Polat’ın açıklamasından satır başları:
“Birleşmiş Milletler Eğitim, Bilim ve Kültür Örgütü (UNESCO) Genel Kurulu, 1999 yılında, 21 Şubat gününü “Uluslararası Anadili Günü” olarak kabul etmiştir. 2000 yılından itibaren de kültürel çeşitliliği ve çok dilliliği desteklemek amacıyla anadilinde eğitim hakkı güvence altına alınarak “21 Şubat Dünya Anadili Günü” kutlanmaya başlanmıştır.
UNESCO verilerine göre dünyada yaklaşık 5 bini yerli dili olmak üzere yaklaşık 7 bin dil konuşulmakta ve bunlardan 2000’i tehlike altındadır. BM verilerine göre dünyada her iki haftada bir dil, içinde geliştiği kültürel ortamıyla birlikte yok olmaktadır. 1950 yılından bu yana 230 dil kaybolmuş, kaybolan her dille birlikte bir kültür de yitip gitmiştir.

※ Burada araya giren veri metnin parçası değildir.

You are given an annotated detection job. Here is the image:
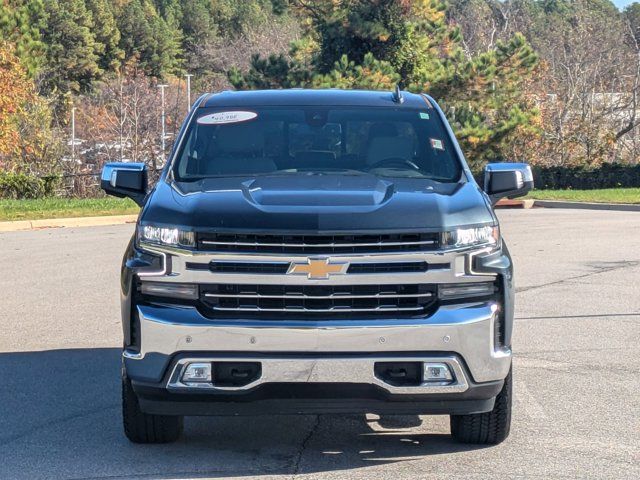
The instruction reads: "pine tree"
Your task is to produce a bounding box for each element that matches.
[0,0,47,77]
[86,0,123,71]
[180,0,216,48]
[40,0,102,95]
[231,0,540,168]
[116,0,182,77]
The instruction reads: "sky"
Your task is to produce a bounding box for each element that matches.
[614,0,635,9]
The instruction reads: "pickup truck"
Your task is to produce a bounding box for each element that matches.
[101,88,533,444]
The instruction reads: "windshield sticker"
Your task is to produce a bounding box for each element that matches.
[419,112,430,120]
[197,111,257,125]
[430,138,445,151]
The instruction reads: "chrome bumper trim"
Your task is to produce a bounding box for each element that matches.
[132,301,511,383]
[166,355,468,394]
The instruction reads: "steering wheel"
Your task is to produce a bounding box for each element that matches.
[369,157,421,171]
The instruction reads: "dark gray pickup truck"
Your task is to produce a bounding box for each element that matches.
[101,88,533,444]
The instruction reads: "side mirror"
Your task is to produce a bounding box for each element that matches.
[100,162,148,206]
[483,163,534,205]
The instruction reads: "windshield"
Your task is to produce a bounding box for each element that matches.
[173,106,462,182]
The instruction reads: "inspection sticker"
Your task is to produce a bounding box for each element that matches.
[197,111,258,125]
[430,138,445,150]
[419,112,430,120]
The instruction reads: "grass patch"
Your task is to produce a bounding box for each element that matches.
[526,188,640,204]
[0,197,139,221]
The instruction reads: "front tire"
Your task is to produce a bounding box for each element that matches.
[122,369,183,443]
[450,367,512,445]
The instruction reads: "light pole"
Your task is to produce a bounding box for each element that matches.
[71,106,76,164]
[185,73,193,111]
[158,84,168,163]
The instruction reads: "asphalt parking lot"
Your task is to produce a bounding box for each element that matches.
[0,208,639,480]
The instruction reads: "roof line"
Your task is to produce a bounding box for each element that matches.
[419,94,434,108]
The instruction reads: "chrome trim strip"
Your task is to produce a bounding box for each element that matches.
[138,241,491,258]
[200,240,437,248]
[137,250,168,278]
[203,292,434,299]
[209,305,427,313]
[211,260,290,265]
[166,355,469,394]
[136,243,499,286]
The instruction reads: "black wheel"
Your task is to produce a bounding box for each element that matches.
[122,368,183,443]
[450,367,512,445]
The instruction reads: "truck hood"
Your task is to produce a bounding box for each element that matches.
[141,173,494,232]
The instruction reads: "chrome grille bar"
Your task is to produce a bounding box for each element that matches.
[199,283,437,318]
[196,232,441,255]
[204,292,434,300]
[200,240,437,248]
[210,305,427,313]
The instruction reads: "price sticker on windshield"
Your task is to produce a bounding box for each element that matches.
[430,138,445,151]
[197,111,258,125]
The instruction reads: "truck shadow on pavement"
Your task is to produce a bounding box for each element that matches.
[0,348,488,479]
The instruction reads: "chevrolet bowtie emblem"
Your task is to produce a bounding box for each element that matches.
[287,258,349,279]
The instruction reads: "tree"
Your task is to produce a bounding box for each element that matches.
[40,0,102,96]
[0,43,61,175]
[0,0,47,77]
[86,0,123,71]
[0,43,33,163]
[116,0,182,78]
[231,0,540,168]
[76,60,185,172]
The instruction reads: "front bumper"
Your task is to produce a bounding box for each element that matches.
[134,378,504,416]
[124,301,511,415]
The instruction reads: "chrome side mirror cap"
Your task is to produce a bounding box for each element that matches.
[483,163,534,205]
[100,162,148,206]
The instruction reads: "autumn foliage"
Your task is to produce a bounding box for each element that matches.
[0,43,35,164]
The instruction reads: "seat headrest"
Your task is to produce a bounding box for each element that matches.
[368,123,398,139]
[216,123,265,154]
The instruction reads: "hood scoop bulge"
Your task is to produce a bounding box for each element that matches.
[241,174,394,207]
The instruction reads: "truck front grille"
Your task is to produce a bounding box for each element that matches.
[196,233,439,254]
[200,284,437,318]
[186,260,435,275]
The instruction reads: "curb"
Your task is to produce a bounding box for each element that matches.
[532,200,640,212]
[495,199,535,209]
[0,214,138,233]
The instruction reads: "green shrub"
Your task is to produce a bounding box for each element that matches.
[532,164,640,190]
[0,172,59,199]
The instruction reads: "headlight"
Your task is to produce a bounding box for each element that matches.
[138,225,195,247]
[442,226,499,248]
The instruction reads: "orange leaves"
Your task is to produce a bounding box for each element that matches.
[0,43,36,159]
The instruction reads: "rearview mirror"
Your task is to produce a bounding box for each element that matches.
[483,163,533,205]
[100,163,148,206]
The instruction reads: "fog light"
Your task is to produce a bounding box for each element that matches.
[438,282,495,300]
[140,282,198,300]
[423,363,453,383]
[182,363,212,383]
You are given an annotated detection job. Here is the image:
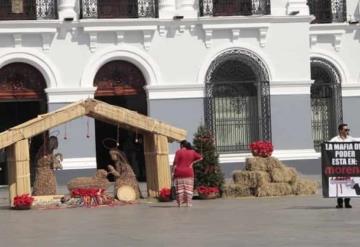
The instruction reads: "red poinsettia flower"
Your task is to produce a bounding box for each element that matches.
[249,140,274,157]
[197,186,220,196]
[13,194,34,208]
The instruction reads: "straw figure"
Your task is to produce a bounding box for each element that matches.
[33,136,63,196]
[224,156,319,198]
[107,148,142,200]
[67,169,111,191]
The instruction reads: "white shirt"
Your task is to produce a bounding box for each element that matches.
[329,135,360,142]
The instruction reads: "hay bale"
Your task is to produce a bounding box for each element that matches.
[270,167,298,184]
[255,183,293,197]
[292,178,319,195]
[232,170,270,188]
[67,169,111,191]
[266,157,284,170]
[223,183,253,198]
[245,157,268,171]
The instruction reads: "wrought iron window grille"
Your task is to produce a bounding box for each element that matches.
[80,0,158,19]
[0,0,57,20]
[307,0,346,24]
[200,0,271,17]
[205,80,271,153]
[310,58,343,152]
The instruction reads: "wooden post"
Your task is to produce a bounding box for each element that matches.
[7,139,31,206]
[143,134,171,197]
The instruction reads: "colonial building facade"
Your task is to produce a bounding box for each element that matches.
[0,0,359,184]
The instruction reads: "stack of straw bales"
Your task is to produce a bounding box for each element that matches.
[223,156,318,198]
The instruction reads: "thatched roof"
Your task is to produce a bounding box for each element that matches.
[0,99,186,149]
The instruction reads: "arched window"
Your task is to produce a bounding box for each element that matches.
[93,60,148,181]
[310,58,343,151]
[205,49,271,153]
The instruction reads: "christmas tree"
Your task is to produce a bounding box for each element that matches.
[192,125,224,190]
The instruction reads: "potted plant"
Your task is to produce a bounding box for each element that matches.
[13,194,34,210]
[197,186,220,199]
[158,188,172,202]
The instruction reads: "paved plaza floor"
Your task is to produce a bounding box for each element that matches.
[0,181,360,247]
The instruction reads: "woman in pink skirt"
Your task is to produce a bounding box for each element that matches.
[172,140,202,207]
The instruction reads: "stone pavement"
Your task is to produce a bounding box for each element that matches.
[0,182,359,247]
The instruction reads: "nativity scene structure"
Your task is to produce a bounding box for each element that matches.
[0,99,186,206]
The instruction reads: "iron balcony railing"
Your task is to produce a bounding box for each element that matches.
[81,0,158,19]
[0,0,57,20]
[307,0,346,24]
[200,0,271,17]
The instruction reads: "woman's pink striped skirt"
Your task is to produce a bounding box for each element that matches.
[174,177,194,207]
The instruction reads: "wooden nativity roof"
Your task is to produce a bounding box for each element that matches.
[0,98,187,149]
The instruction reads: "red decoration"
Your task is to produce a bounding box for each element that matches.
[13,194,34,209]
[197,186,220,195]
[158,187,171,202]
[249,140,274,157]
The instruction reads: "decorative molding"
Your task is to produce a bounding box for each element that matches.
[146,83,205,99]
[258,27,268,47]
[167,149,320,164]
[81,21,157,51]
[158,25,167,36]
[204,29,213,48]
[270,80,313,95]
[219,149,320,163]
[115,31,125,45]
[143,30,154,50]
[310,34,317,47]
[12,34,22,48]
[342,83,360,97]
[88,32,97,53]
[201,23,270,48]
[231,29,240,42]
[41,33,52,51]
[334,33,342,52]
[61,157,97,170]
[45,87,97,103]
[309,29,345,52]
[178,25,186,33]
[0,21,59,50]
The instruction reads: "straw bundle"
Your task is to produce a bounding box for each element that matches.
[245,157,268,171]
[255,183,293,197]
[32,156,57,196]
[266,157,283,170]
[270,167,297,184]
[229,156,318,198]
[223,183,253,198]
[292,178,319,195]
[232,170,270,188]
[67,169,111,191]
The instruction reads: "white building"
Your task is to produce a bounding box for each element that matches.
[0,0,359,184]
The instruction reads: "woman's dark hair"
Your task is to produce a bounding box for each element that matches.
[180,140,192,150]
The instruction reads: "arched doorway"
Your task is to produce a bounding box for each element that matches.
[310,57,343,151]
[94,60,147,181]
[205,49,271,153]
[0,62,48,185]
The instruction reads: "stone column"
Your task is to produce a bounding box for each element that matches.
[176,0,197,18]
[58,0,78,21]
[286,0,309,16]
[159,0,176,19]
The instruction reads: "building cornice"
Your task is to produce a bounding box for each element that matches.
[46,87,97,103]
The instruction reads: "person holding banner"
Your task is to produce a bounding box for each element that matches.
[330,123,360,208]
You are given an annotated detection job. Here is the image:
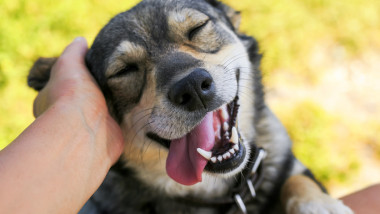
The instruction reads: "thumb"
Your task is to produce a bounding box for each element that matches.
[33,37,90,117]
[50,37,89,80]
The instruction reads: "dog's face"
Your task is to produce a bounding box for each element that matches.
[86,0,256,191]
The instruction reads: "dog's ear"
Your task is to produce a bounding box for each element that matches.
[205,0,241,30]
[28,57,57,91]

UNESCO’nun “Tehlike Altındaki Diller Atlası”na göre, Türkiye’de 18 dil yok olmuş veya yok olma tehlikesi ile karşı karşıyadır. “Medeniyetler Coğrafyası” denilen Anadolu ve Mezopotamya topraklarında artık Birçok Dil konuşulmuyor. Hatta Bazı diller ise kaybolma tehlikesi ile yüz yüze kalmışlardır. Anadili Kürtçe, Arapça, Lazca, Ermenice, Hemşince, Çerkezce, Çeçence, Süryanice gibi dillerden olan milyonlarca çocuk anadillerinin olmadığı bir ortamda eğitim görüyorlar.
Oysa çocukların kimliklerinin ve kişiliklerinin bir parçası olarak anadilinde eğitimin önemi bilimsel verilerle de tartışma götürmez şekilde defalarca kanıtlanmıştır. Yapılan bütün araştırmalar anadilinde eğitim gören çocukların pedagojik olarak daha başarılı olduklarını göstermektedir. Kişinin kendi anadili dışındaki dillerde eğitim almak durumunda kalması pedagojik açıdan kalıcı sorunlara yol açtığı gibi buna bağlı olarak eşitsizlikleri de derinleştirmektedir.

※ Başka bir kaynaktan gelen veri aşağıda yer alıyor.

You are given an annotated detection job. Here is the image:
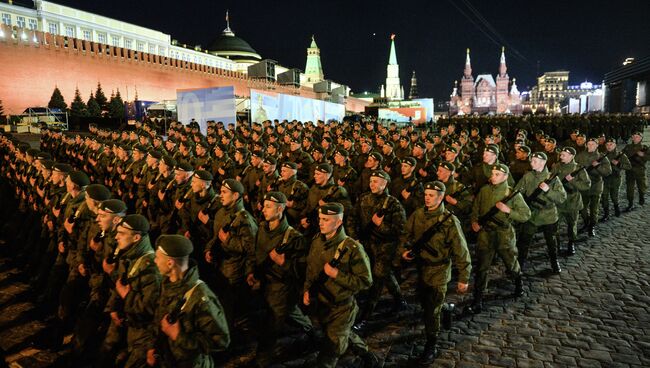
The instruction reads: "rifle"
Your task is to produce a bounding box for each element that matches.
[558,166,585,194]
[114,259,131,321]
[630,145,648,164]
[585,154,607,174]
[253,231,294,282]
[360,196,390,241]
[477,189,521,228]
[407,211,455,259]
[166,296,186,324]
[307,247,349,312]
[524,173,558,208]
[208,212,240,262]
[448,184,473,201]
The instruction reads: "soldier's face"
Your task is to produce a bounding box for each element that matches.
[445,151,456,161]
[220,187,238,207]
[262,201,283,222]
[530,157,546,172]
[401,163,414,176]
[490,170,508,185]
[633,135,642,144]
[191,178,208,193]
[314,171,329,185]
[606,142,616,151]
[483,151,497,165]
[412,146,423,157]
[560,151,573,164]
[424,189,444,209]
[436,167,451,182]
[154,249,172,276]
[369,177,387,194]
[318,214,342,236]
[115,226,140,250]
[96,210,115,231]
[280,167,295,181]
[587,141,598,152]
[365,157,379,169]
[175,170,190,184]
[85,197,100,213]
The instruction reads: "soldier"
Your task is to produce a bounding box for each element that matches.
[276,161,310,228]
[551,147,591,255]
[623,131,648,211]
[302,163,353,236]
[147,235,230,367]
[252,192,312,366]
[302,202,376,368]
[601,138,631,220]
[544,138,560,168]
[399,181,471,366]
[100,215,161,367]
[514,152,567,273]
[178,170,218,266]
[389,157,424,217]
[348,170,407,330]
[204,179,258,331]
[509,145,532,183]
[575,138,612,236]
[436,162,473,229]
[469,164,531,313]
[331,148,358,196]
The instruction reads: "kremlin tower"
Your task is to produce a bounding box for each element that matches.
[381,34,404,100]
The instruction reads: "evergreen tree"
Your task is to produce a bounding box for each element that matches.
[87,92,101,118]
[70,88,88,117]
[0,99,4,116]
[95,82,108,112]
[48,86,67,110]
[108,89,125,119]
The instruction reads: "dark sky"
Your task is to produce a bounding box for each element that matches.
[46,0,650,101]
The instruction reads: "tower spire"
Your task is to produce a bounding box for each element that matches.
[464,48,472,78]
[409,70,419,99]
[223,10,234,36]
[384,34,403,100]
[305,35,324,83]
[388,34,398,65]
[499,46,507,77]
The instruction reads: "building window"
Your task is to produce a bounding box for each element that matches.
[148,44,156,54]
[16,16,25,29]
[2,13,12,26]
[97,32,106,44]
[111,35,120,47]
[124,39,132,49]
[48,22,58,35]
[28,18,37,30]
[82,29,91,41]
[65,25,74,37]
[137,41,145,52]
[158,46,165,56]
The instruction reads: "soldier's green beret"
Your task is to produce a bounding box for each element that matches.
[312,146,325,154]
[194,170,213,182]
[195,140,209,149]
[282,161,298,170]
[290,136,301,144]
[268,142,279,149]
[179,140,194,148]
[263,156,277,166]
[251,150,264,158]
[315,163,333,174]
[40,159,55,170]
[98,199,127,214]
[236,147,249,156]
[175,161,194,172]
[319,202,344,215]
[120,214,150,234]
[86,184,112,201]
[402,157,417,167]
[606,138,616,143]
[485,145,499,155]
[322,137,333,143]
[344,136,355,143]
[264,191,287,204]
[222,179,244,194]
[531,152,548,161]
[446,146,458,154]
[26,148,40,157]
[214,143,227,152]
[161,155,177,168]
[414,141,426,150]
[493,163,510,174]
[53,163,73,173]
[36,152,52,160]
[148,150,162,159]
[133,144,148,153]
[588,137,598,143]
[424,181,446,192]
[546,138,557,144]
[399,135,410,142]
[69,171,90,187]
[518,145,531,154]
[119,144,132,152]
[633,131,643,136]
[370,170,390,182]
[438,161,455,172]
[383,141,395,148]
[576,133,586,139]
[157,234,193,257]
[335,148,349,157]
[572,129,580,134]
[368,151,383,162]
[561,147,577,155]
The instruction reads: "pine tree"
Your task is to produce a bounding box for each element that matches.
[95,82,108,112]
[87,92,101,118]
[108,89,125,119]
[0,99,4,117]
[70,88,88,117]
[48,86,67,110]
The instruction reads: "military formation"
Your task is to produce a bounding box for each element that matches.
[0,112,647,368]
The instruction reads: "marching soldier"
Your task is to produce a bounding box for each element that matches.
[302,163,353,236]
[399,181,471,366]
[514,152,567,273]
[469,164,531,313]
[575,138,612,236]
[302,202,376,368]
[276,161,310,228]
[147,235,230,367]
[623,131,648,211]
[601,138,631,220]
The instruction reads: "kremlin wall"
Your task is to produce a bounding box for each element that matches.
[0,23,369,117]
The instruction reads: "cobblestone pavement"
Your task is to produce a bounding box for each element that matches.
[1,147,649,367]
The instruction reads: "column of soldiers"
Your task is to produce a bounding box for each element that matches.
[0,112,647,367]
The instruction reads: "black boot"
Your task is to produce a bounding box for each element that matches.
[441,303,455,330]
[550,256,561,274]
[600,207,609,222]
[416,337,438,366]
[640,194,645,206]
[513,275,524,297]
[626,200,635,212]
[466,292,483,314]
[566,241,576,256]
[614,204,621,217]
[353,307,372,332]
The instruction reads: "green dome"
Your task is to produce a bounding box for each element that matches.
[208,30,261,61]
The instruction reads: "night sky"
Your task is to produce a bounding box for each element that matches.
[45,0,650,101]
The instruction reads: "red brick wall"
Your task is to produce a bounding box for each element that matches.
[0,25,368,116]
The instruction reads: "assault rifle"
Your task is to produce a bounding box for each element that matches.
[559,166,585,194]
[307,247,349,313]
[477,189,521,228]
[407,211,455,259]
[253,237,293,282]
[524,174,558,208]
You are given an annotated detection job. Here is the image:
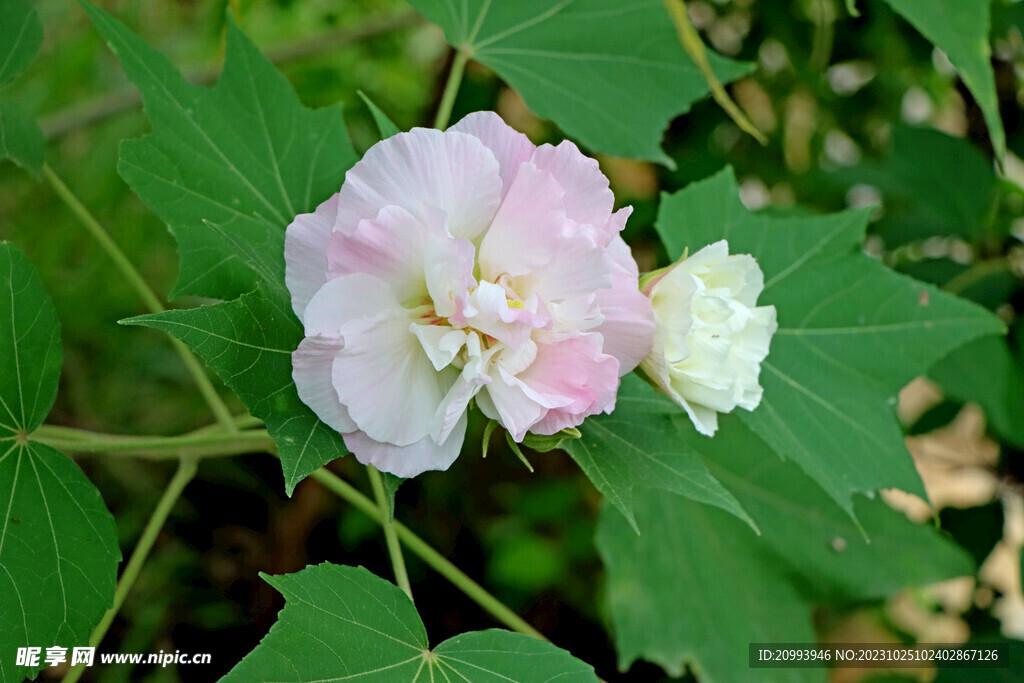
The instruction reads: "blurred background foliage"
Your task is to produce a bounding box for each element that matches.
[1,0,1024,681]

Birleşmiş Milletler Çocuk Hakları Sözleşmesi’nde de açıkça belirtildiği gibi, bireyin anadilinde eğitim alması en temel insan haklarından birisi olduğu kadar, bireylerin kendi anadillerinde eğitim almasının engellenmesi en büyük insan hakkı ihlallerindendir. Bu gerçeklikten de hareketle anadilinde eğitim hakkını hangi gerekçe ile olursa olsun yok sayarak eğitim hakkının karşılandığını ileri sürmek güneşi balçıkla sıvamaya benzemektedir. Kaldı ki, eğitim hakkı diğer hakları da içeren, bütünlüklü kullanılması durumunda gerçek özüne kavuşan temel haklardandır.
Anadil birleştirir, paylaşımı artırır, sosyal içerme, yenilikçi düşünme ve hayal gücünün gelişimini sağlar. Hayal gücü ile somut gerçekliği buluşturur, özgüveni, özsaygıyı artırır. Empati kurma gücünde belirgin fark yaratır.
Dil; sadece bir iletişim aracı değil, aynı zamanda düşünme biçimi, edebiyat, sanat, felsefe, tarih, kısacası bir kültür, bir yaşayış biçimidir. Dolaysıyla anadilinde eğitimin yokluğu tüm bunlardan mahrum kalmak, sağlıksız bir kişiliğin, toplumsal ve kültürel gelişmenin yaşanması demektir. Daha da ötesi o dili konuşan halkın yok oluşu, toplumsal hafızanın silinmesidir.
Konfederasyonumuz kurulduğu ilk günden bu yana bütün halkların dillerini özgürce kullanmalarının önündeki engellerin kaldırılması ve anadilinde eğitimin yasal güvenceye kavuşturulmasını savunmakta, talep etmektedir. Çocuk haklarını düzenleyen ilgili uluslararası sözleşmelerdeki maddelere Türkiye adına konulan çekincelerin bir an önce kaldırılması gerektiğini ifade ediyoruz.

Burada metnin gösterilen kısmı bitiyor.